Last updated a year ago
Operators and Designers need reliable, decentralised connections and better data to understand and optimise individual&overall performance.
The well-known TopologyUpdater API has been running for a long time. BlockPerformance API/metrics can usefully and valuably supplement this.
This is the total amount allocated to Pool Topology and Block Propagation.
TopologyUpdater is an existing API solution that has been repeatedly adapted and improved since the mainnet launch in the summer of 2020 to cope with the increasing number of participating relay nodes. Currently there are 2700 nodes in the mainnet and about 150 in the testnet using TU. Originally intended as a short-term transitional solution for the P2P module, it provides each participating node with 10-20 working peer connections distributed from very near to far around the globe. Old nodes are sorted out by automated quality tests within an hour. Participation is generally free and permissionless. Currently, this creates about 40,000 inter-peer connections for a significantly more decentralised acting Cardano network, supplementing the (few) connections manually configured by SPOs and the star-topology relays provided by IOG. Every day, the TopologyUpdater servers handle about 80,000 requests. Part of this proposal covers the duration of this service for another 12 months.

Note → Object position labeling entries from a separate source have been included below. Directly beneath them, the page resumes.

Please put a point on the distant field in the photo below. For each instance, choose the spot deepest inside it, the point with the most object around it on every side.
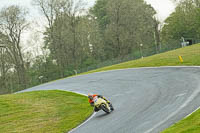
(190, 55)
(60, 111)
(42, 112)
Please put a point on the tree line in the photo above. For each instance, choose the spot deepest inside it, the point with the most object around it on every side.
(77, 37)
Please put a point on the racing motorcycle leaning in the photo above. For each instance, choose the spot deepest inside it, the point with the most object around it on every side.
(101, 104)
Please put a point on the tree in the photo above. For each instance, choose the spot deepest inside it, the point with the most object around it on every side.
(129, 22)
(184, 22)
(12, 24)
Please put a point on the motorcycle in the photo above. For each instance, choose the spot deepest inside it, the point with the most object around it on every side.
(101, 104)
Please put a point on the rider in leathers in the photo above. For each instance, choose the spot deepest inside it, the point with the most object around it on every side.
(91, 101)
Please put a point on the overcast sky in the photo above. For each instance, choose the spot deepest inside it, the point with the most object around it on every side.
(163, 7)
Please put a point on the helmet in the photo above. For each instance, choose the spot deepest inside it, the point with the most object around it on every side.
(90, 96)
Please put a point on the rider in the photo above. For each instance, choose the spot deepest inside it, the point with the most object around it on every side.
(91, 101)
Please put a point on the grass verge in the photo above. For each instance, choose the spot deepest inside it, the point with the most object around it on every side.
(42, 111)
(190, 124)
(190, 55)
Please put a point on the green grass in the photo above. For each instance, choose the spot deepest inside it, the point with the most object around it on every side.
(42, 112)
(59, 111)
(190, 124)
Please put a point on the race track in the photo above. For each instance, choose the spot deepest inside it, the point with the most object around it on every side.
(146, 100)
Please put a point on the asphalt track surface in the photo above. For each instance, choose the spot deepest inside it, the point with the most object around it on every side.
(146, 100)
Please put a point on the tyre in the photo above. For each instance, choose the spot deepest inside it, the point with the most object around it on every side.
(104, 108)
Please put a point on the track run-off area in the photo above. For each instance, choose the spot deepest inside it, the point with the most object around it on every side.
(146, 100)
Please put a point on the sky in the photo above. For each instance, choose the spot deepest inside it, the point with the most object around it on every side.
(163, 7)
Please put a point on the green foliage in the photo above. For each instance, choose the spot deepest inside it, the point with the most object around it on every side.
(184, 22)
(42, 111)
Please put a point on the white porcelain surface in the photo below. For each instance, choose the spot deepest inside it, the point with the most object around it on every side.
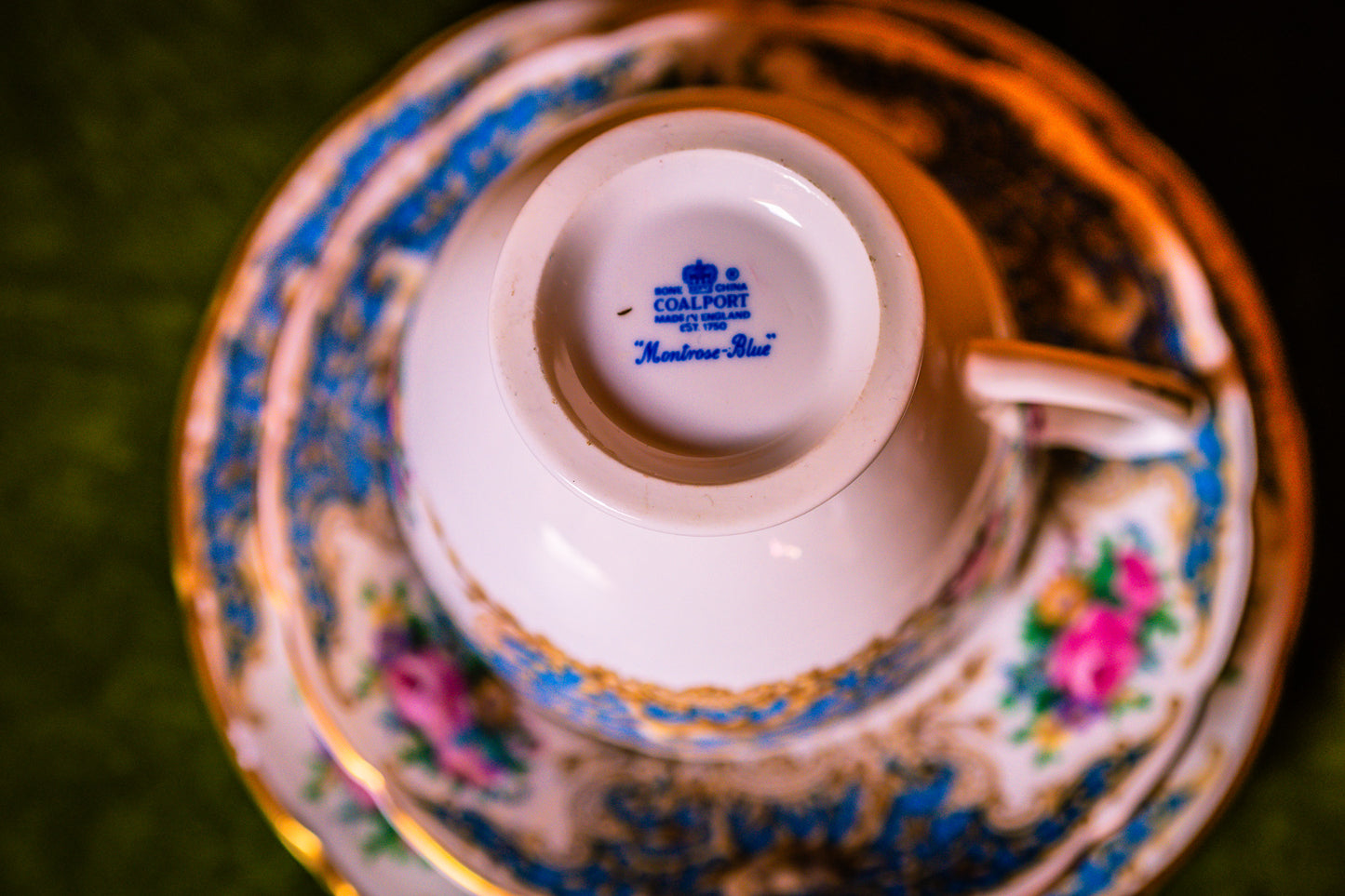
(338, 832)
(490, 522)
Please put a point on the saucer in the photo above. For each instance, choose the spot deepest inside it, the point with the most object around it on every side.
(504, 767)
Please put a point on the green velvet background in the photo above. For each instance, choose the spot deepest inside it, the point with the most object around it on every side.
(135, 142)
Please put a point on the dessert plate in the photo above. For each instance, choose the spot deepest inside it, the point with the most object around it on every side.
(482, 757)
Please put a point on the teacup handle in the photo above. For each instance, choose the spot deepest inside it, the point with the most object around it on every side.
(1107, 407)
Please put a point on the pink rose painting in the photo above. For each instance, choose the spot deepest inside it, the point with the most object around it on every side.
(1087, 634)
(460, 718)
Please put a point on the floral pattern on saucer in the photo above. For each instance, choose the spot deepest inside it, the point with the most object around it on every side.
(1087, 633)
(930, 808)
(249, 684)
(462, 720)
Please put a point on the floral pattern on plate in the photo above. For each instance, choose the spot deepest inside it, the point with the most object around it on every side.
(249, 685)
(1088, 631)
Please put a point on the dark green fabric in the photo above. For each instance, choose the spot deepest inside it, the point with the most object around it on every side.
(135, 142)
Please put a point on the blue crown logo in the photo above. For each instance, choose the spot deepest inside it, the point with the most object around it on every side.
(700, 277)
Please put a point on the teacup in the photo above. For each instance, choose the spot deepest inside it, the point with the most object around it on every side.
(713, 429)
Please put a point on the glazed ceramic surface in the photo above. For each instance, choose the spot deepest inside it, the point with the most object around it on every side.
(743, 608)
(465, 769)
(647, 638)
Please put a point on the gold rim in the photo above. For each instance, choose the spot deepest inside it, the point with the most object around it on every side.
(1281, 434)
(190, 585)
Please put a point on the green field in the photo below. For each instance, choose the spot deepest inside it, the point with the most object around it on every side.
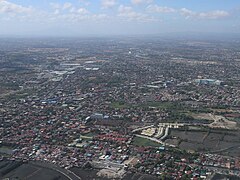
(138, 141)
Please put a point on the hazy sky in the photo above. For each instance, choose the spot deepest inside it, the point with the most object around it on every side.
(107, 17)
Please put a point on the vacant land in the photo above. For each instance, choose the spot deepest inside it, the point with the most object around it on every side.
(12, 170)
(138, 141)
(207, 141)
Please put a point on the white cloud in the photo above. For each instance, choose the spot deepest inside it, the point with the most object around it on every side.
(214, 14)
(55, 5)
(67, 5)
(8, 7)
(217, 14)
(159, 9)
(82, 11)
(129, 14)
(108, 3)
(141, 1)
(187, 13)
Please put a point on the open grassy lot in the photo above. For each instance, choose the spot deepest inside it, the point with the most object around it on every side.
(138, 141)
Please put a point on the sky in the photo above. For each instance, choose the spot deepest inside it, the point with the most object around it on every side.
(117, 17)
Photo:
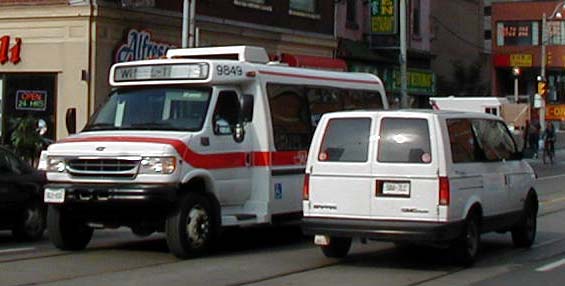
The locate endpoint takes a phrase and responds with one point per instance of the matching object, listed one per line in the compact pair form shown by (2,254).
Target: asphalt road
(282,256)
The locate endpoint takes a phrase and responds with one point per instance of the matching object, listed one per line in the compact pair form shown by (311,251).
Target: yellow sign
(521,60)
(383,16)
(555,112)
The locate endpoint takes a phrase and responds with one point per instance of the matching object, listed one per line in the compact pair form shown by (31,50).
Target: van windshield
(153,109)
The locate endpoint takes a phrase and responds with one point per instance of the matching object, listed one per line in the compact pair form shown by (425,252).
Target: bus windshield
(161,108)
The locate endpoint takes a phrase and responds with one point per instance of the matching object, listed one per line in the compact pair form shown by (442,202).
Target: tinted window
(404,140)
(462,141)
(346,140)
(494,139)
(296,110)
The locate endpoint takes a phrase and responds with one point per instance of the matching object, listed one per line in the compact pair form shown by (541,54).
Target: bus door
(232,160)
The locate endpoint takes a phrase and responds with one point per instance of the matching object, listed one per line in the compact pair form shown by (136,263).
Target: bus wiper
(151,125)
(101,125)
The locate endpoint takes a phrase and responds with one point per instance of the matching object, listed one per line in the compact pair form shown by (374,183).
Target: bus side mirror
(246,103)
(71,120)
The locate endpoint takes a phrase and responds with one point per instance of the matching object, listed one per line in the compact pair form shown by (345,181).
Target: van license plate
(396,189)
(54,195)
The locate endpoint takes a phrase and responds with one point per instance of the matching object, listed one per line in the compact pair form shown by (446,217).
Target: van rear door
(405,168)
(340,176)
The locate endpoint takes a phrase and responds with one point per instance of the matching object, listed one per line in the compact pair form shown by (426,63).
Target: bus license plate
(54,195)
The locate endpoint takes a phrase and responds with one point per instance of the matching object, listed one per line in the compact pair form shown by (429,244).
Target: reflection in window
(296,110)
(404,140)
(346,140)
(462,141)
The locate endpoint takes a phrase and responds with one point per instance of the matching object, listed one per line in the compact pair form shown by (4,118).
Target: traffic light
(542,88)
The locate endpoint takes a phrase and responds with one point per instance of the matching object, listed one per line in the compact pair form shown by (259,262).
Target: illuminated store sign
(10,53)
(139,46)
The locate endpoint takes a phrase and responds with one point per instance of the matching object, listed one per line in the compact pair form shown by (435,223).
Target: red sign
(8,53)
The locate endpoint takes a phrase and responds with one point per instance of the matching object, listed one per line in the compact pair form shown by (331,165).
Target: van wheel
(524,234)
(65,232)
(190,228)
(467,245)
(337,248)
(31,222)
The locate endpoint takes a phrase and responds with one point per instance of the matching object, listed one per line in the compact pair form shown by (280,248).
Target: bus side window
(226,113)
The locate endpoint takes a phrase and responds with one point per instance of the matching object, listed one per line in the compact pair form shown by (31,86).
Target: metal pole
(516,89)
(542,64)
(403,58)
(192,24)
(185,23)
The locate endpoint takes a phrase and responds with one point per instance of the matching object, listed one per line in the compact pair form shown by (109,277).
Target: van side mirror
(71,120)
(246,103)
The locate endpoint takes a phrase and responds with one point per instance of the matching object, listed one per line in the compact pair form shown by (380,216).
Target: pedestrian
(533,138)
(549,137)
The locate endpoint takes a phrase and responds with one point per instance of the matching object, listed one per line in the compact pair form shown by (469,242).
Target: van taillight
(306,187)
(444,191)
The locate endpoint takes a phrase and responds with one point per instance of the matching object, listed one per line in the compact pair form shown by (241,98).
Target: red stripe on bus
(209,161)
(320,77)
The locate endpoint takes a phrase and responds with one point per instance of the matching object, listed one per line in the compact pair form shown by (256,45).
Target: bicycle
(548,150)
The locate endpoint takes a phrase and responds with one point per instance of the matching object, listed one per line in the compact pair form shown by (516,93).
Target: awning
(314,62)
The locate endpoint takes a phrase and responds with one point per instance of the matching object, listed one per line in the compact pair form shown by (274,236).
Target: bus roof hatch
(240,53)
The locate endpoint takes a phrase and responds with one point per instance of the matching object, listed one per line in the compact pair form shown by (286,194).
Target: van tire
(467,245)
(190,228)
(337,248)
(65,232)
(524,234)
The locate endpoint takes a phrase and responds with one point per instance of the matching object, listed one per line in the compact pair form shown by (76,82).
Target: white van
(433,177)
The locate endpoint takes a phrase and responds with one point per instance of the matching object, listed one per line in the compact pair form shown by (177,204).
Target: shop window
(25,95)
(416,15)
(351,17)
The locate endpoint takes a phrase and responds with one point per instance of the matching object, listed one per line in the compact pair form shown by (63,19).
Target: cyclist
(549,137)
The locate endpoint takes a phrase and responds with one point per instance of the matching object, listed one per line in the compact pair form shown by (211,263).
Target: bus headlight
(55,164)
(158,165)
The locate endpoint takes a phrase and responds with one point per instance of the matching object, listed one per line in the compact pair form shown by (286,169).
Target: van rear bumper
(383,230)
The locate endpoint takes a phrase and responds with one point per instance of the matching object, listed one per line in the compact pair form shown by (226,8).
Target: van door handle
(247,159)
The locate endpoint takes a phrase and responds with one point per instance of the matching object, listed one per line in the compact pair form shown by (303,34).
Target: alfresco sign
(140,47)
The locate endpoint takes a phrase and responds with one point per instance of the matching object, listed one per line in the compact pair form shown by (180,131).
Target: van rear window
(404,140)
(346,140)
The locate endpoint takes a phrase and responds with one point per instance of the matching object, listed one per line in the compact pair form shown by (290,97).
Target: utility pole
(403,57)
(185,23)
(542,71)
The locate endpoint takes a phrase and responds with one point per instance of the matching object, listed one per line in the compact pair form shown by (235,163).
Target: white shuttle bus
(201,139)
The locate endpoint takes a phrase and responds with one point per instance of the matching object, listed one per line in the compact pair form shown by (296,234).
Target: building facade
(460,61)
(519,35)
(56,54)
(368,47)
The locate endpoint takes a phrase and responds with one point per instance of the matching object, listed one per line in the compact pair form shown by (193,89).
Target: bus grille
(102,167)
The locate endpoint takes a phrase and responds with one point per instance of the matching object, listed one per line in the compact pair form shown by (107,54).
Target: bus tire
(65,232)
(190,227)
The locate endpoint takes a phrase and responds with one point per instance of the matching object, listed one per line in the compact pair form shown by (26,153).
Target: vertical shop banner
(384,15)
(35,100)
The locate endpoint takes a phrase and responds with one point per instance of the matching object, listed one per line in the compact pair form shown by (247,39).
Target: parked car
(414,176)
(21,197)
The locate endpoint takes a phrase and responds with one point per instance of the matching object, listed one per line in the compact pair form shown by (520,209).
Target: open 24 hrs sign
(10,53)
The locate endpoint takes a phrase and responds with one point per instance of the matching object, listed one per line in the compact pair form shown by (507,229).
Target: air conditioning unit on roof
(238,53)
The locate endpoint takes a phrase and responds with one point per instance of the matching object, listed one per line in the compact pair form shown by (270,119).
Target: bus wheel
(189,229)
(65,232)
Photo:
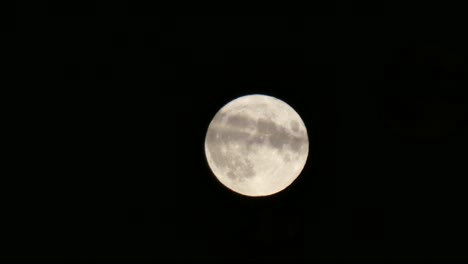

A second part of this project is yet to come as an additional API service, and will take care of measuring the individual block propagation times in the Cardano network. The realtime aggregation of this data will provide an exceptional overview and comparison. The resulting insights into individual and general optimisation possibilities of the network are very promising. Participating operators can compare the performance of their nodes (topology, network, CPU, configuration) with the average and the best in the entire network. Errors such as unnecessary/incorrect delays in the generation and distribution of blocks from certain pools can be identified and thus addressed quickly and concretely.
The data collected will also be made available for fundamental optimisation projects (research and engineering and application developement) with the aim of significantly increasing the transaction throughput and net capacity of the Cardano Blockchain. The proposal includes the costs for setting up and operating this service for one year.
The TopologyUpdater has been used since 2020 with a steadily increasing number of relays. This number should be maintained in line with the development of the network or continue to grow, at least until the P2P module can take over this task.
The new BlockPerformance API and Dashboard to be developed is currently in the status of a preliminary study. (see illustrated graphic https://cardano.ideascale.com/userimages/accounts/93/936143/panel_upload_48088/TUBlockPerf_dashboard-2ce138.png)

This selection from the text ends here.